How to get Spark running locally with notebooks

Wesley Batista
2 min readSep 16, 2017

--

https://spark.apache.org/

The goal here is show you how to set up your machine to run Spark using notebooks.

My motivation to do that was the fact that, a time ago, I did not know a lot around that, and when I first started to learn Spark I found hard to set up for just run a simple “hello world” sample. I still don’t know that much, but now I feel more comfortable to share this post, and hopefully I can help someone to get started smoothly than me at the first days :)

Getting Spark working for Python

The first step is to install the pip packages ‘pyspark’ and ‘jupyter’ on the machine.

sudo pip install pyspark jupyter

After that, we need to set the `SPARK_HOME` environment variable on our “~/.bashrc” with the path where spark installation lives. So in my case is `/usr/local/lib/python2.7/dist-packages/pyspark`

Also, as last step, we need to configure two others PySpark environment variables, so we can change the default behavior of ‘pyspark’ command.

export PYSPARK_DRIVER_PYTHON=”jupyter”
export PYSPARK_DRIVER_PYTHON_OPTS=”notebook”

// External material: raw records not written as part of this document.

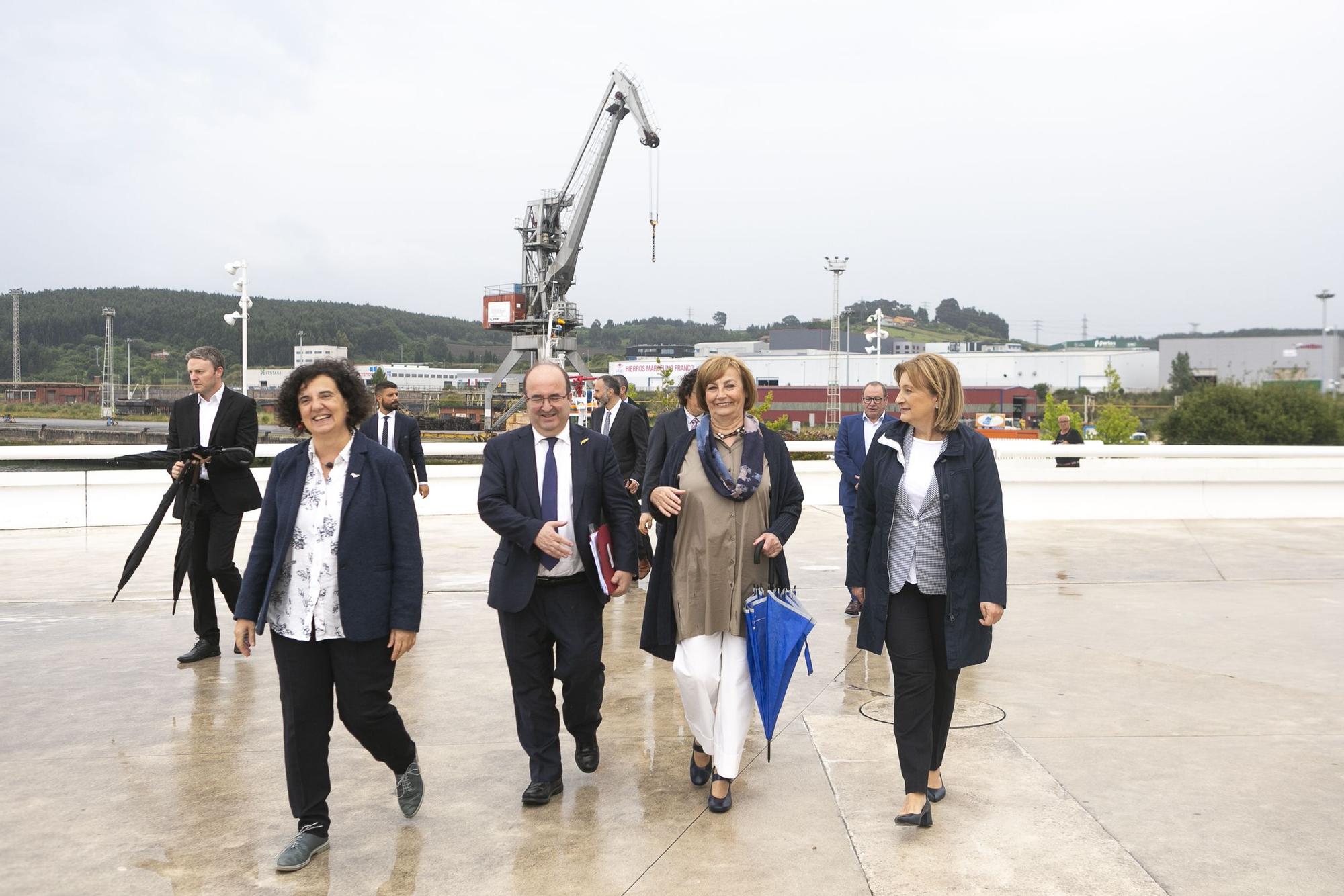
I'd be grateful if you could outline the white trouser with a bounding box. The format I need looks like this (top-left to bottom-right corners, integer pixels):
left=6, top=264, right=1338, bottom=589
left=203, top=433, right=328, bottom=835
left=672, top=631, right=755, bottom=778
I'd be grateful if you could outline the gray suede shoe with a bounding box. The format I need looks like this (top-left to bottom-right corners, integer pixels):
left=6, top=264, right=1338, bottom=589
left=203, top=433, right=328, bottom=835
left=396, top=755, right=425, bottom=818
left=276, top=825, right=331, bottom=870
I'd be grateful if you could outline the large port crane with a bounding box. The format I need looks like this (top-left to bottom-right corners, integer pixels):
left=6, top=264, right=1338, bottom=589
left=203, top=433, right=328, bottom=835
left=482, top=69, right=659, bottom=429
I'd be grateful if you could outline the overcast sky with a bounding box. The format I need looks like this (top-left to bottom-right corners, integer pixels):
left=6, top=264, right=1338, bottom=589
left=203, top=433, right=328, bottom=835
left=0, top=0, right=1344, bottom=341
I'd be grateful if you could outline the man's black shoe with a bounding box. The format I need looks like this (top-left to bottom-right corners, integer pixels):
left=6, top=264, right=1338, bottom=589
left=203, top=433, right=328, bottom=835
left=574, top=737, right=602, bottom=775
left=177, top=638, right=219, bottom=662
left=523, top=780, right=564, bottom=806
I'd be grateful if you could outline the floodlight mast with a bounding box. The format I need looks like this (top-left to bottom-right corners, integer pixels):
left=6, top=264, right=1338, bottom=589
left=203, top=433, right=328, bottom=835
left=485, top=69, right=660, bottom=429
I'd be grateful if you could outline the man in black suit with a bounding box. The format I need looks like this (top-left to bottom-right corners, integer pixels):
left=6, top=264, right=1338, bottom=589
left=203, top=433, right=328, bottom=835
left=640, top=371, right=704, bottom=536
left=168, top=345, right=261, bottom=662
left=477, top=364, right=636, bottom=806
left=593, top=376, right=653, bottom=578
left=359, top=380, right=429, bottom=498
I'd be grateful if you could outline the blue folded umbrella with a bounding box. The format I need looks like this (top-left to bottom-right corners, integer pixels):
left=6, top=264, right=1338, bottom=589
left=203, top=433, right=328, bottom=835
left=746, top=551, right=816, bottom=762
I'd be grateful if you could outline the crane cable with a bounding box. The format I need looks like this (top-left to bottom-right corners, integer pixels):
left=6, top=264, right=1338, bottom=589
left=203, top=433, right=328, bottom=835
left=649, top=146, right=660, bottom=262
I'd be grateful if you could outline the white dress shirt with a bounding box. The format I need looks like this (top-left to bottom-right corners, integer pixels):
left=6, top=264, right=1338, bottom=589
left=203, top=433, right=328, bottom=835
left=602, top=402, right=625, bottom=435
left=378, top=411, right=396, bottom=451
left=532, top=424, right=581, bottom=578
left=863, top=414, right=886, bottom=454
left=196, top=386, right=226, bottom=480
left=900, top=438, right=943, bottom=584
left=266, top=439, right=355, bottom=641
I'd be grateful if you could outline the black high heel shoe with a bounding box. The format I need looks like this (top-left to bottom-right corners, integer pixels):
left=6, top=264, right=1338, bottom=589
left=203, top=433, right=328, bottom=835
left=896, top=798, right=933, bottom=827
left=691, top=740, right=714, bottom=787
left=710, top=772, right=734, bottom=813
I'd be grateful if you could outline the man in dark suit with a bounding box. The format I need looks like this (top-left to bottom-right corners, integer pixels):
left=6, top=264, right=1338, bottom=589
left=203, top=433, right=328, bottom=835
left=168, top=345, right=261, bottom=662
left=640, top=371, right=704, bottom=536
left=477, top=364, right=636, bottom=806
left=359, top=380, right=429, bottom=498
left=593, top=376, right=653, bottom=579
left=835, top=380, right=896, bottom=617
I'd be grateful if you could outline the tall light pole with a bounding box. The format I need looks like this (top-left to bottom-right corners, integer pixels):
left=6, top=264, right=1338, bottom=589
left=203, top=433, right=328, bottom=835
left=224, top=261, right=251, bottom=395
left=1316, top=289, right=1339, bottom=392
left=825, top=255, right=849, bottom=426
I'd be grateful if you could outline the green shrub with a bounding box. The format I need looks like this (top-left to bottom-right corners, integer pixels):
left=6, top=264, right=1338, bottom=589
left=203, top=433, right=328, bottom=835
left=1161, top=383, right=1344, bottom=445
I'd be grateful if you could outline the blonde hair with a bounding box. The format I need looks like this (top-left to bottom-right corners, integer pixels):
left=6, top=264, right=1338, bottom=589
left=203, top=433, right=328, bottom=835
left=695, top=355, right=757, bottom=412
left=892, top=352, right=966, bottom=433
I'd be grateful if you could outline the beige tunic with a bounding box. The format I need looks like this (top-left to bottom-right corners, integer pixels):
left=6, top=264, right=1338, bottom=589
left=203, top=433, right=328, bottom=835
left=672, top=438, right=770, bottom=641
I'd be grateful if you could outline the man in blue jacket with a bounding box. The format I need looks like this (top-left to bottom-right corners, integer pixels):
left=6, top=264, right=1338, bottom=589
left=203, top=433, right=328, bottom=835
left=835, top=380, right=896, bottom=617
left=477, top=364, right=637, bottom=806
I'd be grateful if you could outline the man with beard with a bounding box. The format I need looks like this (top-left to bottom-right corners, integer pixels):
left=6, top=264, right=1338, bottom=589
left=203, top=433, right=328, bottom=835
left=359, top=380, right=429, bottom=498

That way, when we type ‘pyspark’ on the command line and hit ENTER, instead of opening the shell, Jupyter Notebook will be opened (just like that).

Getting Spark working for Scala

The easiest way I’ve found was using the Spark Notebook, with the Docker approach.

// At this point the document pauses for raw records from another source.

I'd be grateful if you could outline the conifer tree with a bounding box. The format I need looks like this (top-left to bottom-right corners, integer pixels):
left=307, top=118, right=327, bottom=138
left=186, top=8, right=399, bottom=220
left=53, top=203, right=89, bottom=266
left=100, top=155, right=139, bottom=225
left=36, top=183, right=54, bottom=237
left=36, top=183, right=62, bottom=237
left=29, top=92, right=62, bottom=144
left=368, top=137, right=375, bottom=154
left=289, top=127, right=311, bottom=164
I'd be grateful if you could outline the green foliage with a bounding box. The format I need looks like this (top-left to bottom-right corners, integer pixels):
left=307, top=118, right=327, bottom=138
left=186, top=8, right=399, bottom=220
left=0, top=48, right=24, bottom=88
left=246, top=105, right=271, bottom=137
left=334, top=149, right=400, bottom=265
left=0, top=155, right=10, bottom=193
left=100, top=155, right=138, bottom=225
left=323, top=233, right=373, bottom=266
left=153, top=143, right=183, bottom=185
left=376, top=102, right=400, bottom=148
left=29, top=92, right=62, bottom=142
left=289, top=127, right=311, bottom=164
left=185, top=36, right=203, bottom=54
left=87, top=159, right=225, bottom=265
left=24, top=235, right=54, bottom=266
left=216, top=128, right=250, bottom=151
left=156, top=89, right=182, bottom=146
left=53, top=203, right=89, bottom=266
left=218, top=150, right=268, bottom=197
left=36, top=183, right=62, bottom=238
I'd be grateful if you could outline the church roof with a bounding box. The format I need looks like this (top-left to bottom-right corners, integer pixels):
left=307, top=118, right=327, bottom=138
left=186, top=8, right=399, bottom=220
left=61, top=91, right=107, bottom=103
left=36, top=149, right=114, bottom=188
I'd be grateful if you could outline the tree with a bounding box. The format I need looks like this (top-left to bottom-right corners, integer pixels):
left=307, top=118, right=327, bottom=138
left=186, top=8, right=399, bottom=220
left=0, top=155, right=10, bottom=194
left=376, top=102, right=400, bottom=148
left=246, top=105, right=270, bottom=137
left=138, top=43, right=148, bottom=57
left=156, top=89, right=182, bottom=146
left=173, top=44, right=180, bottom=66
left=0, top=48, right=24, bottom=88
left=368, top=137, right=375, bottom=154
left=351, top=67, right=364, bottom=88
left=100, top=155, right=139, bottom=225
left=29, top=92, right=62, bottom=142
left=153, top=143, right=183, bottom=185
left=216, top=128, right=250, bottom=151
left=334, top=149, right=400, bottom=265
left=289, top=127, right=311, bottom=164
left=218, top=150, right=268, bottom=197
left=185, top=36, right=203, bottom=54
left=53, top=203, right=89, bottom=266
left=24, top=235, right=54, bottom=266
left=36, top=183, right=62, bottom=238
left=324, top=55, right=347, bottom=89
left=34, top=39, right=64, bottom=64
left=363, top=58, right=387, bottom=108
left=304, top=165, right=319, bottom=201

First I’ve tried the docker image with the most recent version of all components:

docker pull andypetrella/spark-notebook:0.7.0-scala-2.11.8-spark-2.1.1-hadoop-2.8.0-with-hive

It didn’t worked. So I tried with another version and then, bang! It worked just fine.

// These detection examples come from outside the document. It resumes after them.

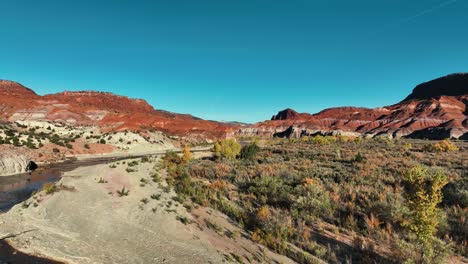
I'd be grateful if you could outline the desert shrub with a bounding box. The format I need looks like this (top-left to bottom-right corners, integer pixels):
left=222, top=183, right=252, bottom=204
left=353, top=152, right=366, bottom=163
left=423, top=139, right=459, bottom=152
left=117, top=186, right=130, bottom=197
left=213, top=139, right=241, bottom=159
left=42, top=183, right=58, bottom=194
left=239, top=142, right=260, bottom=160
left=182, top=146, right=192, bottom=162
left=311, top=135, right=336, bottom=145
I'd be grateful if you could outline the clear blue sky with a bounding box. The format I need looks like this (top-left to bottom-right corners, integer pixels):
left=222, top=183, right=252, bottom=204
left=0, top=0, right=468, bottom=122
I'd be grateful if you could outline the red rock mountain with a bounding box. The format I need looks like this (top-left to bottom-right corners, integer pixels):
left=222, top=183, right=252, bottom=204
left=0, top=80, right=234, bottom=138
left=238, top=74, right=468, bottom=139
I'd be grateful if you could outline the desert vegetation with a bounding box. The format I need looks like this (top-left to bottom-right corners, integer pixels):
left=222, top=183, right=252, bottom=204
left=162, top=136, right=468, bottom=263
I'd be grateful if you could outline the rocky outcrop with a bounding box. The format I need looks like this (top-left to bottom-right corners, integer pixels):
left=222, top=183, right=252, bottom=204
left=404, top=73, right=468, bottom=101
left=0, top=154, right=37, bottom=176
left=238, top=74, right=468, bottom=139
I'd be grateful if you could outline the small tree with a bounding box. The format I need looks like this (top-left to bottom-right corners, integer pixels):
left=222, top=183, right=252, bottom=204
left=182, top=146, right=192, bottom=162
left=240, top=142, right=260, bottom=159
left=404, top=166, right=448, bottom=245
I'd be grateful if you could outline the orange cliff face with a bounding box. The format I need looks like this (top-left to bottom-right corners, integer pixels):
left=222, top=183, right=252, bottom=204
left=0, top=80, right=236, bottom=139
left=238, top=74, right=468, bottom=139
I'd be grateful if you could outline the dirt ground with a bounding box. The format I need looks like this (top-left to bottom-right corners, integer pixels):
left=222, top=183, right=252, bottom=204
left=0, top=158, right=292, bottom=264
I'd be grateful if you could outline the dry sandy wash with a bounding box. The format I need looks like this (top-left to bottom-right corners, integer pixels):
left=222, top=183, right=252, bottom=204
left=0, top=158, right=292, bottom=264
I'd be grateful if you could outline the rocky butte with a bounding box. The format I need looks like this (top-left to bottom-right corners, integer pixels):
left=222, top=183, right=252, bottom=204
left=238, top=73, right=468, bottom=140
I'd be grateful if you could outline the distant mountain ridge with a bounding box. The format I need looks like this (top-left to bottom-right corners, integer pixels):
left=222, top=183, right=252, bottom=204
left=237, top=73, right=468, bottom=139
left=0, top=80, right=234, bottom=139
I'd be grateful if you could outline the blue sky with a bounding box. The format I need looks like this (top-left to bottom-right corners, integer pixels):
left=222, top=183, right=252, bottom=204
left=0, top=0, right=468, bottom=122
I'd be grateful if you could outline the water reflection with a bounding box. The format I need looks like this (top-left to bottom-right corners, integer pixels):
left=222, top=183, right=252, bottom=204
left=0, top=169, right=60, bottom=212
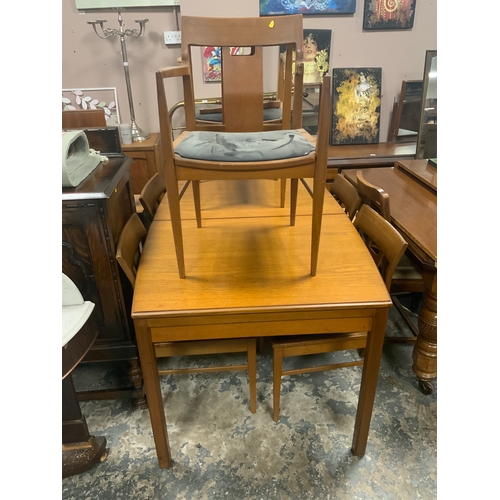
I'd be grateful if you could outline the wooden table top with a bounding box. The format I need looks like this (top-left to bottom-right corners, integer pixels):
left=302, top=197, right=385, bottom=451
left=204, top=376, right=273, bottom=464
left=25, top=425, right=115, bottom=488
left=132, top=214, right=391, bottom=319
left=328, top=142, right=417, bottom=169
left=344, top=167, right=437, bottom=267
left=155, top=179, right=344, bottom=224
left=394, top=159, right=437, bottom=193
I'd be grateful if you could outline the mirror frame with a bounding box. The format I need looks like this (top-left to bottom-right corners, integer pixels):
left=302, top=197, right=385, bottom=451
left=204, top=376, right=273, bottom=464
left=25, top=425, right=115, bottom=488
left=415, top=50, right=437, bottom=158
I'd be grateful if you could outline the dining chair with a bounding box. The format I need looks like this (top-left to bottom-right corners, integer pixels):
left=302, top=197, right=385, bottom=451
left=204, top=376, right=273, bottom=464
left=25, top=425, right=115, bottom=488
left=156, top=15, right=331, bottom=278
left=327, top=172, right=361, bottom=221
left=356, top=170, right=425, bottom=343
left=116, top=213, right=257, bottom=413
left=271, top=205, right=408, bottom=422
left=139, top=172, right=167, bottom=229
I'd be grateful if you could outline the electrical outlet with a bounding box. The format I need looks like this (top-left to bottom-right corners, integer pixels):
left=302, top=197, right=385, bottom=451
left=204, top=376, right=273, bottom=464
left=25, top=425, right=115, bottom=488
left=163, top=31, right=181, bottom=45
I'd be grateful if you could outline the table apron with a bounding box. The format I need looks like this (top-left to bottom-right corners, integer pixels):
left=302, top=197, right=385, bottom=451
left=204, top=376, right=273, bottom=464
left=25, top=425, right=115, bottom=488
left=150, top=310, right=375, bottom=343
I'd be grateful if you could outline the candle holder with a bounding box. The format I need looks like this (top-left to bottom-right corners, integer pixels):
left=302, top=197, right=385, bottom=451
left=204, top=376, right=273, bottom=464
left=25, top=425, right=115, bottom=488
left=87, top=9, right=151, bottom=142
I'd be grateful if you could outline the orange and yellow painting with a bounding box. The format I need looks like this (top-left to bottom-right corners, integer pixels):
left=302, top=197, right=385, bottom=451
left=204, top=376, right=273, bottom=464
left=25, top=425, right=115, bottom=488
left=330, top=68, right=382, bottom=145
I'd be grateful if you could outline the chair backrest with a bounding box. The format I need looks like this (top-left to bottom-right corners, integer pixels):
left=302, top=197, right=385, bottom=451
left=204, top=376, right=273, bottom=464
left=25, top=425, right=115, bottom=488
left=62, top=109, right=106, bottom=129
left=354, top=205, right=408, bottom=290
left=139, top=173, right=167, bottom=224
left=330, top=173, right=361, bottom=220
left=157, top=15, right=303, bottom=139
left=356, top=170, right=391, bottom=222
left=116, top=213, right=147, bottom=287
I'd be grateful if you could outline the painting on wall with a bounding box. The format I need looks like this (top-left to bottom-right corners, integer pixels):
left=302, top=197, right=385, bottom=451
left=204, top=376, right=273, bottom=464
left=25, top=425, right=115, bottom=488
left=259, top=0, right=356, bottom=16
left=201, top=47, right=243, bottom=82
left=280, top=29, right=332, bottom=85
left=363, top=0, right=417, bottom=30
left=330, top=68, right=382, bottom=146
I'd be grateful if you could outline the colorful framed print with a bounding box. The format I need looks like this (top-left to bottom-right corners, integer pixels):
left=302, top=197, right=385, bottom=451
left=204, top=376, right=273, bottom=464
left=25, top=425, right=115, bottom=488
left=201, top=47, right=243, bottom=82
left=259, top=0, right=356, bottom=16
left=363, top=0, right=417, bottom=30
left=280, top=29, right=332, bottom=85
left=330, top=68, right=382, bottom=146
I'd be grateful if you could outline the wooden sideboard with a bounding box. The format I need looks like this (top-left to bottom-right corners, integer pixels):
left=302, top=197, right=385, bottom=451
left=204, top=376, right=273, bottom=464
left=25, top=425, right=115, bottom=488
left=122, top=133, right=163, bottom=194
left=62, top=131, right=146, bottom=407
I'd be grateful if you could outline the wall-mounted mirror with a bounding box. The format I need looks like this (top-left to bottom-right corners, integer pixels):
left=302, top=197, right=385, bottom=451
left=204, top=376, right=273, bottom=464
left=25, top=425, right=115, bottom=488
left=416, top=50, right=437, bottom=162
left=389, top=80, right=423, bottom=142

docker pull andypetrella/spark-notebook:0.7.0-scala-2.10.6-spark-2.1.0-hadoop-2.7.2-with-hive

Then, to use the image, you just need run the following:

docker run -p 9001:9001 -v /home/wesley/notebooks/:/opt/docker/notebooks/host andypetrella/spark-notebook:0.7.0-scala-2.10.6-spark-2.1.0-hadoop-2.7.2-with-hive

Quick tip: notice the “-v” flag set on the command. Change it according to your user and your preferences, or just remove it. While it is not needed to work, it is the way to get the notebooks built synced to your machine, otherwise it will only be available on the running docker container.

Just to keep note:

  • I am using Ubuntu 16.04.
  • The jupyter version installed was 1.0.0
  • The pyspark version installed was 2.2.0
  • My `docker -v` command shows “Docker version 17.05.0-ce, build 89658be”
  • `java -version` shows:
    openjdk version “1.8.0_131”
    OpenJDK Runtime Environment (build 1.8.0_131–8u131-b11–2ubuntu1.16.04.3-b11)
    OpenJDK 64-Bit Server VM (build 25.131-b11, mixed mode)

At the time of writing, I’ve just reinstalled the system due to an upgrade I’ve done on my notebook, and so I needed to configure everything again. So I just took the advantage that the steps were pretty fresh on my mind 😅

I tried to keep it simple, so that’s it :D

Thanks for your time reading.

--

--